Marie la Carrière — c’était son nom — remonta l’après-midi au village. Nous la suivîmes longtemps des yeux, sur le sentier qui grimpe vers l’Église, mais pas une fois elle ne se retourna : c’était une créature de peur. Si nous la vîmes plus tard, ce fut la nuit, en grande hâte, et ses yeux étaient pleins d’effroi. C’est ce soir-là qu’avec la Mère, l’Homme décida de s’en aller. Claire et lui partiraient à l’aube. Quand la nouvelle serait connue là-haut, tout redeviendrait comme avant : « Voyez, la Mère, disait l’Homme, je ne vous aurai pas apporté de bien grandes joies : si je n’étais pas venu ici, si vous ne m’aviez pas accueilli, la vie serait toute calme encore, et vous garderiez votre fille ! » Il disait cela d’un ton allègre, et en souriant, comme quelqu’un qui ne veut pas s’émouvoir, et puis il s’arrêta soudain, et les larmes montaient à ses yeux, bien qu’il continuât de sourire. « Mère, j’aurai soin de votre fille.
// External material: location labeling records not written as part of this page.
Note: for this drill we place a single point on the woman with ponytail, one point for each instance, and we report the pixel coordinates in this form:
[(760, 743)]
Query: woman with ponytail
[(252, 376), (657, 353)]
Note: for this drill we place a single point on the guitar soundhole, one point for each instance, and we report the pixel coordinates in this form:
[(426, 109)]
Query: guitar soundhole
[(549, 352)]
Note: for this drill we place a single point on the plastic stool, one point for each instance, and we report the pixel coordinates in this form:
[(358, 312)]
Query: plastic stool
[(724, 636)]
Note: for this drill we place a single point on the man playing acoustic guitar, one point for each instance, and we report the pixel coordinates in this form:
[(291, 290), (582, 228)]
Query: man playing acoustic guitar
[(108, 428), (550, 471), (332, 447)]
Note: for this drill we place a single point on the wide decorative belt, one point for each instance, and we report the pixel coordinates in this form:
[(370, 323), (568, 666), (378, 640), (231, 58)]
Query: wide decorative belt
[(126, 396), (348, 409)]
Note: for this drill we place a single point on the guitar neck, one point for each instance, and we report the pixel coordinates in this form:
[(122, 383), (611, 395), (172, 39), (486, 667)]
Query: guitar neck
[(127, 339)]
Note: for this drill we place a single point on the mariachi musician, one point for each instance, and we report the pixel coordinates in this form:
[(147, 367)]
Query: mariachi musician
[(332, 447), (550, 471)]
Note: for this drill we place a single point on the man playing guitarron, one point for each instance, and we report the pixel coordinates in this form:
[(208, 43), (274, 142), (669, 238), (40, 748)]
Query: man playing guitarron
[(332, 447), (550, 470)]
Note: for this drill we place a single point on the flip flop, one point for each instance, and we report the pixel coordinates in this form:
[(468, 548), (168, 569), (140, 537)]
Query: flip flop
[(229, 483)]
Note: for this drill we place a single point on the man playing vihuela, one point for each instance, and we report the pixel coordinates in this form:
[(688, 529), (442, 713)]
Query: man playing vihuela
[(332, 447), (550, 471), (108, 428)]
Je vous promets que j’aurai soin. Et nous reviendrons. Et peut-être que vous serez là encore, et je vous emmènerai aux Iles. » La Mère les regardait tous deux. Jamais je ne l’avais vue si calme. « Mon fils, dit-elle, — c’était la première fois qu’elle l’appelait ainsi — quand vous reviendrez, je ne sais pas si je serai encore là, mais même si je ne suis pas là, il faudra vous dire que vous êtes partis d’ici tous les deux avec mon plein consentement… » Elle leva la tête (elle la tenait, maintenant, le plus souvent courbée) et ajouta, les regardant droit dans les yeux : « J’ai de la joie à vous voir partir… Vous saluerez pour moi les Iles… Et puis… » Elle fit le geste de s’en remettre à Dieu, pour toutes les choses qui devaient suivre.

Nous ne dormîmes pas cette nuit-là : il y avait, avant le départ de l’Homme, de nombreuses affaires à régler. Il fallait se soucier de la ferme, et de notre vie à toutes deux. Il fut décidé qu’on donnerait les terres à « faire valoir », et qu’on vendrait les bêtes, — sans doute à misérable prix — mais rien d’autre n’était possible. La Mère et moi, nous resterions à vivre ici, d’un petit élevage et du jardin. « Et quand Geneviève se mariera… »

C’était l’Homme qui me parlait, à moi sérieusement. Je ne songeais pas à me marier. Et avec qui me marierais-je ? « Je t’amènerai, dit l’Homme, quelqu’un des Iles ».

Cinq heures sonnèrent. L’Homme entr’ouvrit la porte. L’air était doux et comme dormant. Une clarté blanche montait du Fleuve. Nous restâmes là tous quatre, à ne rien dire. Est-ce qu’on priait ? Non, cela n’était plus prier : on était comme entrés en Dieu. L’Homme se sangla, mit sa pèlerine sur ses épaules, flatta le chien, attaché à la chaîne. « Allons ! » dit-il. Et Claire et lui nous embrassèrent comme s’ils partaient pour le village et qu’ils dussent revenir le soir.

Sur le sentier, est-ce qu’ils se retournèrent ? Nous entendions leurs pas sur les cailloux, mais il n’y avait pas encore assez de clarté pour qu’on pût les voir. La Mère rentra la première, et elle s’assit, et elle pleura, comme quelqu’un qui en a envie depuis des jours, à gros sanglots, et très longtemps.